China’s private tutoring industry is booming despite economic slowdown
- Estimates of the size of annual revenues in the private education sector vary from 1.6 trillion yuan (US$238 billion) to 2.68 trillion yuan from Deloitte
- Online education market was valued at 251.7 billion yuan (US$37 billion) last year and will reach 380.7 billion yuan in 2020, consultancy firm says

Amid China’s economic downturn, its booming education industry has become a bright spark in the gloom thanks to surging demand for after-school learning, resulting in an influx of investment capital.
Within the rapidly expanding private education sector, the fastest growth comes from after-school tutoring, such as private tutoring and English instruction classes as Chinese parents have no qualms about spending on such programmes to help their children.
“Parents can cut [other] discretionary spending, but they would never compromise on the education of their children,” said Anip Sharma, partner at management consultancy firm L.E.K. Consulting.
Such recession-proof spending on education is a component of the broader services industry that Beijing is counting on to offset the economic blow from the shrinking of traditional manufacturing industries compounded by the fallout from the US-China trade war.

Estimates of the size of annual revenues in the private education sector vary among industry experts, from L.E.K. Consulting’s 1.6 trillion yuan (US$238 billion) to audit and advisory firm Deloitte’s 2.68 trillion yuan.
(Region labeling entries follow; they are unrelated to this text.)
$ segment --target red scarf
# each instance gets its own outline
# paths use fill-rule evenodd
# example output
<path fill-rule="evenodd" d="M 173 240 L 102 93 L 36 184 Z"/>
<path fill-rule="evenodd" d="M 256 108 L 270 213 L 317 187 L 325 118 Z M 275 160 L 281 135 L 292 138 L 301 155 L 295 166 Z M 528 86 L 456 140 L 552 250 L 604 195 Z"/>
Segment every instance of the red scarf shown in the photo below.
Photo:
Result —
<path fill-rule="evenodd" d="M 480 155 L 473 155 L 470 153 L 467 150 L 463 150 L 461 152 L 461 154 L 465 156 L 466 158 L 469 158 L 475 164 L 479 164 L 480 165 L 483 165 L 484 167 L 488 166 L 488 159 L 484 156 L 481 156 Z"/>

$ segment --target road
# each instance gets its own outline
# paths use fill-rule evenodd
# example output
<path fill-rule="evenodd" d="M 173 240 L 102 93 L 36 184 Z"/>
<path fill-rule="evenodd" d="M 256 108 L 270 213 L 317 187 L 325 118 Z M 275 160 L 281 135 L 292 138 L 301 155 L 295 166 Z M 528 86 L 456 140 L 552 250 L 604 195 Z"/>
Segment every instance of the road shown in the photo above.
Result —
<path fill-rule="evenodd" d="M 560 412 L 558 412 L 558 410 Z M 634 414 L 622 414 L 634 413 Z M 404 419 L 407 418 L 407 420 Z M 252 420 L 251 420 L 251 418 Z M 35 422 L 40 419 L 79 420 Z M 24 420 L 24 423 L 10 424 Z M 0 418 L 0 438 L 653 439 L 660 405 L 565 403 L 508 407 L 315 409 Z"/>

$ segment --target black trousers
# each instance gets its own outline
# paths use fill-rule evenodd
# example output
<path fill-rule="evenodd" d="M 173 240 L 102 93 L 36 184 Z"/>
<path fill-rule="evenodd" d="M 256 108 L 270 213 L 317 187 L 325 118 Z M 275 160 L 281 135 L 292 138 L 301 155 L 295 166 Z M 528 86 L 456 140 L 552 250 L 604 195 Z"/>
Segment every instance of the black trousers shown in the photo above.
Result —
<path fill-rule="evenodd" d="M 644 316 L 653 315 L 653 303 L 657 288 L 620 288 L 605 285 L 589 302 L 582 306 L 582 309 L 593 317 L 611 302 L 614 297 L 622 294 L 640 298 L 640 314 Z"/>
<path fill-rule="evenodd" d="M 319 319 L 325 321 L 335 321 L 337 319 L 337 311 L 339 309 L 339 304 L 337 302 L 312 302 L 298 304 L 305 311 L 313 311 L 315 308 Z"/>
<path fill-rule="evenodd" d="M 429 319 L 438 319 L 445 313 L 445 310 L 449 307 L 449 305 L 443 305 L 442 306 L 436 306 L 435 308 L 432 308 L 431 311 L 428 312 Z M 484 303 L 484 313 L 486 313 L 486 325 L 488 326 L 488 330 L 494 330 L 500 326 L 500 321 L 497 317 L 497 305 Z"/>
On the back of a compounded 10.8 per cent annual growth trajectory, the market could reach a value of as much as 5 trillion yuan (US$744 billion) by 2025, according to Deloitte.
That beats the pace at which the public education sector, run by the Ministry of Education, has grown. According to research firm Frost & Sullivan, citing data from the National Bureau of Statistics (NBS) and the education ministry, public education grew at a compound annual rate of 8.4 per cent between 2014 and 2017 to 4.19 trillion yuan (US$624 billion). Government spending on public education is about 4 per cent of the country’s gross domestic product.